In Höhe des Vergleichsbetrags fordert die Klägerin nun vom dem jahrelangen Stammberater der GmbH & Co. KG Schadensersatz mit dem Argument, der Rechtsanwalt habe seine Beratungspflichten im Hinblick auf die bestehende Insolvenzreife der GmbH & Co. KG verletzt und die Geschäftsführer seien in den Schutzbereich des mit der GmbH & Co. KG geschlossenen Mandatsvertrags einbezogen gewesen.

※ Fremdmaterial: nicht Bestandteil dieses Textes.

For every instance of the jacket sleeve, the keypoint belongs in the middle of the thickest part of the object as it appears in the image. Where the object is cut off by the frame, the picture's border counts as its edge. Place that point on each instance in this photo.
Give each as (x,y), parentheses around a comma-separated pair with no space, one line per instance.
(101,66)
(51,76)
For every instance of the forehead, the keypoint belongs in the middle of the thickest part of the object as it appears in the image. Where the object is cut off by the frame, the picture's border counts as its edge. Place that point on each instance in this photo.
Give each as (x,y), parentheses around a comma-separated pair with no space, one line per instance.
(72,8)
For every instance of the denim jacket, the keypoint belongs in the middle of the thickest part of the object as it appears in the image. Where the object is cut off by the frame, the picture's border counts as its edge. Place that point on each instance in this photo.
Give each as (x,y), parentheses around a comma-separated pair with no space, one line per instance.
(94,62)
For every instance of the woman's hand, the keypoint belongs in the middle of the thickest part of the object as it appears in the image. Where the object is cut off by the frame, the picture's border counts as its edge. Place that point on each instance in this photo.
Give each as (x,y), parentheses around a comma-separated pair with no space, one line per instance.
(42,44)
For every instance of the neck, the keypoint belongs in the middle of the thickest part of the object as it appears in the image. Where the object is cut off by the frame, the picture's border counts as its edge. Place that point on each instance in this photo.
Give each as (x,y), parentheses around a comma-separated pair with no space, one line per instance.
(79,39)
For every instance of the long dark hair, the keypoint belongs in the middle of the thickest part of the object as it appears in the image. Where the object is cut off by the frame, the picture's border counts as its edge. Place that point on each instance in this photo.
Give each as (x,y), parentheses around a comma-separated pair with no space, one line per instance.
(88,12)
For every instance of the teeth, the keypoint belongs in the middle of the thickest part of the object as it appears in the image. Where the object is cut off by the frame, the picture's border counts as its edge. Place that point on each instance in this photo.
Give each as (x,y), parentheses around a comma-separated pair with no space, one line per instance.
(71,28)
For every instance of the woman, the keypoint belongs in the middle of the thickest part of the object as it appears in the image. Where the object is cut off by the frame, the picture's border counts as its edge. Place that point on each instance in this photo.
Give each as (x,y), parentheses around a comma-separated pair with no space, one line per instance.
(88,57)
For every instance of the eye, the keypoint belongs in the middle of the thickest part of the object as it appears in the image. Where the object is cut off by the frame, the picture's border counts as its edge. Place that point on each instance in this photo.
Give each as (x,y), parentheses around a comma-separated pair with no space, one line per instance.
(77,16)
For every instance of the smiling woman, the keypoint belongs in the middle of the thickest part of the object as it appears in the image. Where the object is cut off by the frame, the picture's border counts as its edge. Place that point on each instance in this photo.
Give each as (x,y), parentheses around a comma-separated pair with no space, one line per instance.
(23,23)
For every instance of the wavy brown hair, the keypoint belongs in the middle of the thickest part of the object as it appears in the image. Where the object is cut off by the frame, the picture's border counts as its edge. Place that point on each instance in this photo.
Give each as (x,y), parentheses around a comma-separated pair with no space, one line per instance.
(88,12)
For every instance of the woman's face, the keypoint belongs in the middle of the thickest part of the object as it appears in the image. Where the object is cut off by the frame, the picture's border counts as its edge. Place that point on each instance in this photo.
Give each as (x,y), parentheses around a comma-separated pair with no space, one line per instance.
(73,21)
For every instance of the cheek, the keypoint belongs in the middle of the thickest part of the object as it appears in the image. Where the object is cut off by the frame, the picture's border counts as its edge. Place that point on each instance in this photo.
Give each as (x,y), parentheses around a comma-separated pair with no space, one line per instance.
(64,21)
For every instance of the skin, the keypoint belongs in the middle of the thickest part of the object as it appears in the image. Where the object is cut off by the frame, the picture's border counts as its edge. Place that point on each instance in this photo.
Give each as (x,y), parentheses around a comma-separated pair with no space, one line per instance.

Das Landgericht hat der Klage stattgegeben. Das Oberlandesgericht hat das Urteil des Landgerichts auf die Berufung der beklagten Haftpflichtversicherung aufgehoben und die Klage abgewiesen. Dagegen wendet sich die Klägerin mit ihrer Revision.

Entscheidung

Der u.a. für die Rechtsanwalts- und Steuerberaterhaftung zuständige IX. Zivilsenat hält die Revision der Klägerin für begründet und hat unter Aufhebung des Urteils die Sache zur neuen Verhandlung und Entscheidung an das Berufungsgericht zurückgewiesen.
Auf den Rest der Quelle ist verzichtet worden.